The Spanish judge and Organizations of American States adviser Baltasar Garzon has called for restraint amid allegations of “false victims” from the 1997 Mapiripan massacre.
Colombia’s Defense Minister Juan Carlos Esguerra visited the Inter-American Court of Human Rights (IACHR) in Costa Rica Wednesday to ask it to reconsider its ruling surrounding events in Mapiripan — in light of a fresh investigation calling the number of victims into question.
Colombia’s President Juan Manuel Santos has called the original ruling, which ordered the Colombian state to pay $8 million to victims of the 1997 massacre, “a mockery of the international human rights system“; while Esguerra has accused alleged “false victims” and their lawyers of a “shameless conspiracy to defraud the Colombian state”.
Garzon, who also acts as a consultant to the International Criminal Court, called for the IACHR to be left to do its job, saying “The IACHR has all the necessary elements to decide what it needs to decide. If it has to revise something it will revise it, but until then I think we need to calm down all the criticism being made regarding this matter.”

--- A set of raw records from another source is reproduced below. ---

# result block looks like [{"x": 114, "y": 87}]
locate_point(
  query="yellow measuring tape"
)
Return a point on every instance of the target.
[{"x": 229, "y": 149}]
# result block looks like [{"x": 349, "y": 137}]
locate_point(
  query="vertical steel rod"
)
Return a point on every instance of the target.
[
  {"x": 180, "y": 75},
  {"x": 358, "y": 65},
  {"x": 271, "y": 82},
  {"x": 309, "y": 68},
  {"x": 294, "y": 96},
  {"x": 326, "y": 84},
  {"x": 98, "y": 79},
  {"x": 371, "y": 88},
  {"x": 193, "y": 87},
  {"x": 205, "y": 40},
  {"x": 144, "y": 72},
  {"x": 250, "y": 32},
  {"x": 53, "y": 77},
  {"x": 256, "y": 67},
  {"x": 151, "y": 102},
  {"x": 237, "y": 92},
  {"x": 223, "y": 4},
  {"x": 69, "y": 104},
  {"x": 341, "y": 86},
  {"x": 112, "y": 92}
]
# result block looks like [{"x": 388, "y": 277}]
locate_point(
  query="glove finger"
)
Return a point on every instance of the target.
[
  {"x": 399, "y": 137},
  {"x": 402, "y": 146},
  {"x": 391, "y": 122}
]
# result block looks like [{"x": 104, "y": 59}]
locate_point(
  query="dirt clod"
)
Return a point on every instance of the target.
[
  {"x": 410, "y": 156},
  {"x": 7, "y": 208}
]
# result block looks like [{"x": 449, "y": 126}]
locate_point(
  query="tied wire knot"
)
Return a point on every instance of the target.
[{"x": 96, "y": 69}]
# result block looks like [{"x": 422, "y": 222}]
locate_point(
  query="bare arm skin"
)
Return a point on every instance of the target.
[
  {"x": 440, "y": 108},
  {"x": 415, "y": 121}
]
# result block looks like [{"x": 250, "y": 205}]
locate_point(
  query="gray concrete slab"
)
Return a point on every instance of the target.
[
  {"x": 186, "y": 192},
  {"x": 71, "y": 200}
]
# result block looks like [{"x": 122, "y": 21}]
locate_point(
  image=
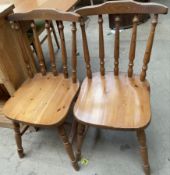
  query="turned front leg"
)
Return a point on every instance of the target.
[
  {"x": 18, "y": 139},
  {"x": 68, "y": 146},
  {"x": 80, "y": 137},
  {"x": 143, "y": 149}
]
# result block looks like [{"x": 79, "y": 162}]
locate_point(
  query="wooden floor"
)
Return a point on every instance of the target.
[{"x": 114, "y": 102}]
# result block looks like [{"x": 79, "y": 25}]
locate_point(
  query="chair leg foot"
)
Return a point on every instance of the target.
[
  {"x": 80, "y": 137},
  {"x": 143, "y": 149},
  {"x": 68, "y": 147},
  {"x": 18, "y": 139}
]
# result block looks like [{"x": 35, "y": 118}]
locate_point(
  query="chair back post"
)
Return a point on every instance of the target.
[
  {"x": 48, "y": 15},
  {"x": 16, "y": 26},
  {"x": 117, "y": 8}
]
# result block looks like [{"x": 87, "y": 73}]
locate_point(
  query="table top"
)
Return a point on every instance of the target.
[{"x": 22, "y": 6}]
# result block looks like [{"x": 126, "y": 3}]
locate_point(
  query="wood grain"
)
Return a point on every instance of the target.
[
  {"x": 28, "y": 5},
  {"x": 123, "y": 7},
  {"x": 114, "y": 102},
  {"x": 43, "y": 100}
]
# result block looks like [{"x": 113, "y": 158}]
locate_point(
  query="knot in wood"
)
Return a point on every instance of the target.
[
  {"x": 135, "y": 19},
  {"x": 117, "y": 19},
  {"x": 47, "y": 25},
  {"x": 33, "y": 25}
]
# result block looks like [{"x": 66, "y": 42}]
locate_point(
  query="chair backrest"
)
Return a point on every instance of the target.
[
  {"x": 47, "y": 15},
  {"x": 118, "y": 8}
]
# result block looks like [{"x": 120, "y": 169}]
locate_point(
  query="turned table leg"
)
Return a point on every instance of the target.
[
  {"x": 18, "y": 139},
  {"x": 143, "y": 149},
  {"x": 80, "y": 137},
  {"x": 68, "y": 146}
]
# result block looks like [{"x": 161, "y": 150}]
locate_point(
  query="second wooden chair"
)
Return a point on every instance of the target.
[
  {"x": 117, "y": 100},
  {"x": 44, "y": 99}
]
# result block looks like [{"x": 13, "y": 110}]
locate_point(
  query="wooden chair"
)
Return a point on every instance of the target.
[
  {"x": 116, "y": 100},
  {"x": 44, "y": 99},
  {"x": 40, "y": 26}
]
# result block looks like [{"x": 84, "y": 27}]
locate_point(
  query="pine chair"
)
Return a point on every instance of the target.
[
  {"x": 116, "y": 100},
  {"x": 40, "y": 26},
  {"x": 44, "y": 98}
]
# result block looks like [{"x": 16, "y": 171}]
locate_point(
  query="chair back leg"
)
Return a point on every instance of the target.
[
  {"x": 143, "y": 149},
  {"x": 18, "y": 139},
  {"x": 68, "y": 146}
]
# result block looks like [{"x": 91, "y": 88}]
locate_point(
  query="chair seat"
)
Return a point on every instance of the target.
[
  {"x": 42, "y": 100},
  {"x": 114, "y": 102}
]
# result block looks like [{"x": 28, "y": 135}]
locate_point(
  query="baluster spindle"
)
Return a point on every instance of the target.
[
  {"x": 51, "y": 48},
  {"x": 101, "y": 45},
  {"x": 22, "y": 44},
  {"x": 74, "y": 50},
  {"x": 38, "y": 49},
  {"x": 116, "y": 46},
  {"x": 63, "y": 49},
  {"x": 86, "y": 49},
  {"x": 149, "y": 48},
  {"x": 133, "y": 46}
]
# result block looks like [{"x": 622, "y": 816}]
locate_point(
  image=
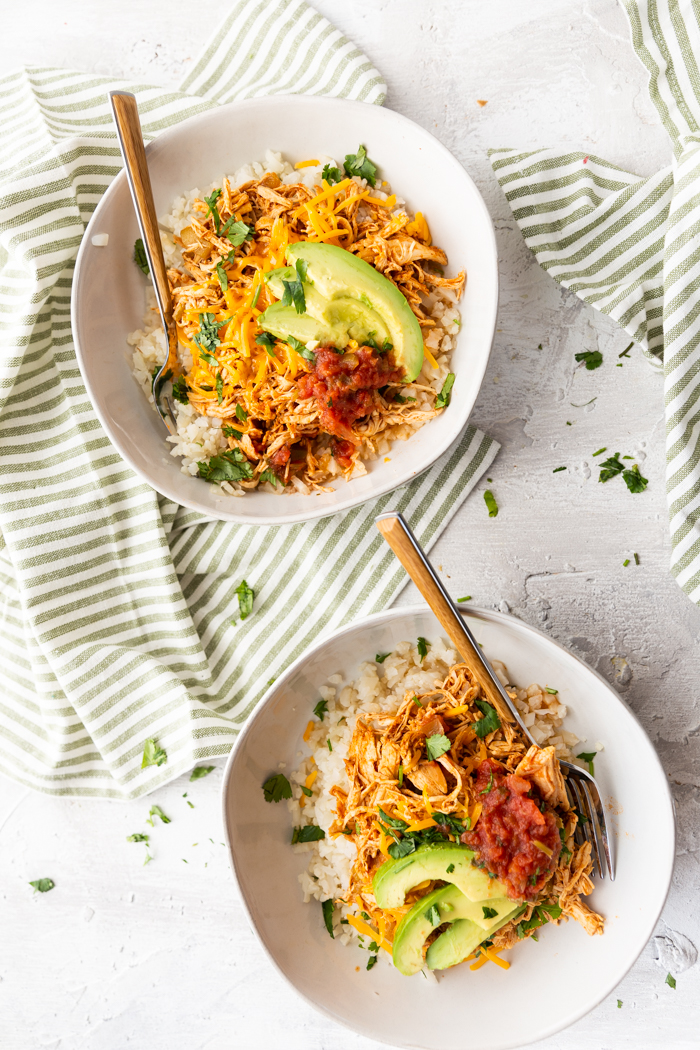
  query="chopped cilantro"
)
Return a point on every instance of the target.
[
  {"x": 213, "y": 210},
  {"x": 230, "y": 465},
  {"x": 593, "y": 358},
  {"x": 327, "y": 915},
  {"x": 155, "y": 811},
  {"x": 320, "y": 709},
  {"x": 246, "y": 595},
  {"x": 489, "y": 500},
  {"x": 359, "y": 164},
  {"x": 437, "y": 744},
  {"x": 276, "y": 788},
  {"x": 153, "y": 754},
  {"x": 200, "y": 771},
  {"x": 140, "y": 256},
  {"x": 332, "y": 175},
  {"x": 179, "y": 390},
  {"x": 634, "y": 480},
  {"x": 588, "y": 756},
  {"x": 310, "y": 833},
  {"x": 489, "y": 722},
  {"x": 443, "y": 398},
  {"x": 43, "y": 885},
  {"x": 231, "y": 432},
  {"x": 236, "y": 231},
  {"x": 611, "y": 467}
]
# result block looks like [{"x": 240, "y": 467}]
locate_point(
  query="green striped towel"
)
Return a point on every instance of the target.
[
  {"x": 115, "y": 605},
  {"x": 631, "y": 246}
]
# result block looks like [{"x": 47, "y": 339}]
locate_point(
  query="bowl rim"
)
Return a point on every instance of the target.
[
  {"x": 346, "y": 502},
  {"x": 505, "y": 620}
]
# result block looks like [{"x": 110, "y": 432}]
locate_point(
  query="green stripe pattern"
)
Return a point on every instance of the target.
[
  {"x": 631, "y": 246},
  {"x": 117, "y": 605}
]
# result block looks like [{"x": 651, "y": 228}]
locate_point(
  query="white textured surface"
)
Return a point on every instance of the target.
[{"x": 161, "y": 957}]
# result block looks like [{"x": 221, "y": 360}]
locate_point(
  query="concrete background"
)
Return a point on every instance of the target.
[{"x": 161, "y": 957}]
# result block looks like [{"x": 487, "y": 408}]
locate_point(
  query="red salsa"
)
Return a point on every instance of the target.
[
  {"x": 345, "y": 387},
  {"x": 513, "y": 838}
]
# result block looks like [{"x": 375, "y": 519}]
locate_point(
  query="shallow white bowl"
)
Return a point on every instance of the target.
[
  {"x": 550, "y": 984},
  {"x": 108, "y": 288}
]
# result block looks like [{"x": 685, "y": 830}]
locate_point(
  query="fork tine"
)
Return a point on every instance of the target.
[{"x": 586, "y": 825}]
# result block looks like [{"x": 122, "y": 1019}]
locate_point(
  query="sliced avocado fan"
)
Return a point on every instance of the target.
[{"x": 345, "y": 298}]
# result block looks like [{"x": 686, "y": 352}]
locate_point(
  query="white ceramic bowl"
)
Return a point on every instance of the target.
[
  {"x": 108, "y": 289},
  {"x": 550, "y": 984}
]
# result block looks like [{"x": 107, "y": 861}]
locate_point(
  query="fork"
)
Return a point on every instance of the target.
[
  {"x": 581, "y": 788},
  {"x": 131, "y": 144}
]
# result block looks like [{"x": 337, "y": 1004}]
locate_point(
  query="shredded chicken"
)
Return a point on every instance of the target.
[{"x": 219, "y": 294}]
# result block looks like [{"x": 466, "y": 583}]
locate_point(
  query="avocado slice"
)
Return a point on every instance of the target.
[
  {"x": 347, "y": 299},
  {"x": 461, "y": 939},
  {"x": 395, "y": 878},
  {"x": 451, "y": 906}
]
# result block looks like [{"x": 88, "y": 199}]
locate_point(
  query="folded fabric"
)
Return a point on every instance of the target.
[
  {"x": 631, "y": 247},
  {"x": 115, "y": 605}
]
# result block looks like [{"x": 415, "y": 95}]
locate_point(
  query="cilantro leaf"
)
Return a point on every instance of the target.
[
  {"x": 202, "y": 771},
  {"x": 43, "y": 885},
  {"x": 179, "y": 390},
  {"x": 432, "y": 915},
  {"x": 301, "y": 349},
  {"x": 155, "y": 811},
  {"x": 230, "y": 465},
  {"x": 276, "y": 788},
  {"x": 237, "y": 232},
  {"x": 489, "y": 722},
  {"x": 611, "y": 467},
  {"x": 634, "y": 480},
  {"x": 153, "y": 754},
  {"x": 443, "y": 398},
  {"x": 489, "y": 500},
  {"x": 140, "y": 256},
  {"x": 320, "y": 709},
  {"x": 294, "y": 295},
  {"x": 327, "y": 907},
  {"x": 311, "y": 833},
  {"x": 359, "y": 164},
  {"x": 593, "y": 358},
  {"x": 213, "y": 210},
  {"x": 437, "y": 744},
  {"x": 246, "y": 595},
  {"x": 332, "y": 175},
  {"x": 231, "y": 432}
]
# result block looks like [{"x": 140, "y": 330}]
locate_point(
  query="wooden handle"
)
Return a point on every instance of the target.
[
  {"x": 131, "y": 140},
  {"x": 394, "y": 531}
]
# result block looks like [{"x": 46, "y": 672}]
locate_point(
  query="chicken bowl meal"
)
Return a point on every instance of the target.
[
  {"x": 433, "y": 831},
  {"x": 315, "y": 319}
]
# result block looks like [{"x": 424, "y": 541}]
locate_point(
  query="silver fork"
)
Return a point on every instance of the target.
[
  {"x": 584, "y": 792},
  {"x": 131, "y": 144}
]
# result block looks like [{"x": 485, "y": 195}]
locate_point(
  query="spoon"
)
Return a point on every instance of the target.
[{"x": 131, "y": 144}]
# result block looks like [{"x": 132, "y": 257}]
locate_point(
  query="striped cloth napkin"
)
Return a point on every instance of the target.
[
  {"x": 115, "y": 605},
  {"x": 631, "y": 246}
]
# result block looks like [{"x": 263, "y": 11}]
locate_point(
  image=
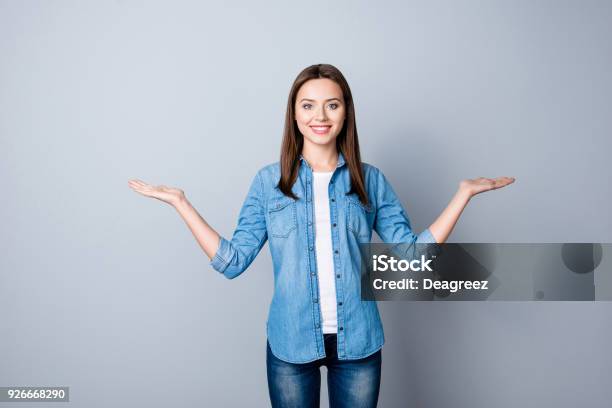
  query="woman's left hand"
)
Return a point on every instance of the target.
[{"x": 474, "y": 186}]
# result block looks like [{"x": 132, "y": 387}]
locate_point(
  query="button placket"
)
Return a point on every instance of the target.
[
  {"x": 313, "y": 263},
  {"x": 335, "y": 259}
]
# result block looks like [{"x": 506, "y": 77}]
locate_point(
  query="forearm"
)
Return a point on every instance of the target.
[
  {"x": 207, "y": 237},
  {"x": 444, "y": 224}
]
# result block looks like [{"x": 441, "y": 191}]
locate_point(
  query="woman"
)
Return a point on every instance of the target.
[{"x": 314, "y": 207}]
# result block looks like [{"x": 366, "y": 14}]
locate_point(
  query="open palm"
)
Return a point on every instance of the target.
[
  {"x": 166, "y": 194},
  {"x": 481, "y": 184}
]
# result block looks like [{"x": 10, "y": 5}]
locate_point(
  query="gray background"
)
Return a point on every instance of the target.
[{"x": 107, "y": 292}]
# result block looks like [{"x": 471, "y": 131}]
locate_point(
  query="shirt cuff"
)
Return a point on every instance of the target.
[
  {"x": 426, "y": 237},
  {"x": 219, "y": 262}
]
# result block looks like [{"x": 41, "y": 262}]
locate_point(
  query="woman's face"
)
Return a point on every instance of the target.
[{"x": 319, "y": 111}]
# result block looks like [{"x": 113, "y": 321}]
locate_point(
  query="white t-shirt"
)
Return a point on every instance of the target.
[{"x": 324, "y": 255}]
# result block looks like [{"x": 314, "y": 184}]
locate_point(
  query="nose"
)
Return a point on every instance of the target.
[{"x": 321, "y": 115}]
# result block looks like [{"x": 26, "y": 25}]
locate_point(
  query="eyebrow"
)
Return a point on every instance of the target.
[{"x": 312, "y": 100}]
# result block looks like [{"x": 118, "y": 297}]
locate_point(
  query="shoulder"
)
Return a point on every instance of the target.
[{"x": 371, "y": 173}]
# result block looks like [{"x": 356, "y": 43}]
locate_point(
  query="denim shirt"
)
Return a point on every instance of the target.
[{"x": 294, "y": 324}]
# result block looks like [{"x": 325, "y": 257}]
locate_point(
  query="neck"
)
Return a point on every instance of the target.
[{"x": 321, "y": 158}]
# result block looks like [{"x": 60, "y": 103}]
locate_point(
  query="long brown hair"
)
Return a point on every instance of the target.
[{"x": 346, "y": 141}]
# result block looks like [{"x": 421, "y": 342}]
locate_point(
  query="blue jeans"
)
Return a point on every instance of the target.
[{"x": 350, "y": 383}]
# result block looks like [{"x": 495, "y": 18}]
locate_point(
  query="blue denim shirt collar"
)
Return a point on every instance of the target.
[{"x": 341, "y": 161}]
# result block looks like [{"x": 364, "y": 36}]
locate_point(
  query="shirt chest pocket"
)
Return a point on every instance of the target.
[
  {"x": 282, "y": 216},
  {"x": 359, "y": 218}
]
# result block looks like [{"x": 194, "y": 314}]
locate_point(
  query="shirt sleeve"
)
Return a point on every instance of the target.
[
  {"x": 392, "y": 223},
  {"x": 235, "y": 255}
]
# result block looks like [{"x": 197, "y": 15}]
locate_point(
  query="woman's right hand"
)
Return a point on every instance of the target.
[{"x": 169, "y": 195}]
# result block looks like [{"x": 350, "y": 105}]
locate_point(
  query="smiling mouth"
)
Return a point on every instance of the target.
[{"x": 321, "y": 130}]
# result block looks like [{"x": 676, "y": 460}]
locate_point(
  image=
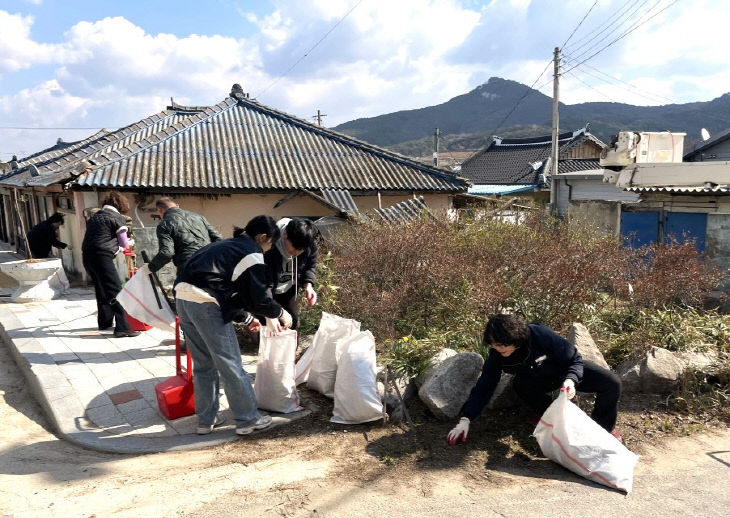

When questioned about the lawyers group Jose Alvear Restrepo Lawyers Collective (CAJAR), which represented the alleged victims, Garzon said he would rather not comment, other than to say he “trusted their honesty.”
The court ordered the Colombian state to pay compensation to victims after concluding that approximately 49 people had been killed by AUC paramilitaries, with the collaboration of the Army. After a witness recanted her testimony earlier this year, Colombia’s prosecutor general carried out a new investigation, which concluded only ten people could be confirmed dead.
The IACHR and victims’ lawyers have criticized the authorities for failing to act with due diligence when they originally investigated events at Mapiripan. They also point out that establishing the exact number of people killed and verifying their identities is close to impossible, as many victims were chopped up and thrown in a river.
Carlos Castaño, the founder and highest commander of the paramilitary umbrella organization AUC, and his successor Salvatore Mancuso, have also publicly admitted that at least 49 people were killed.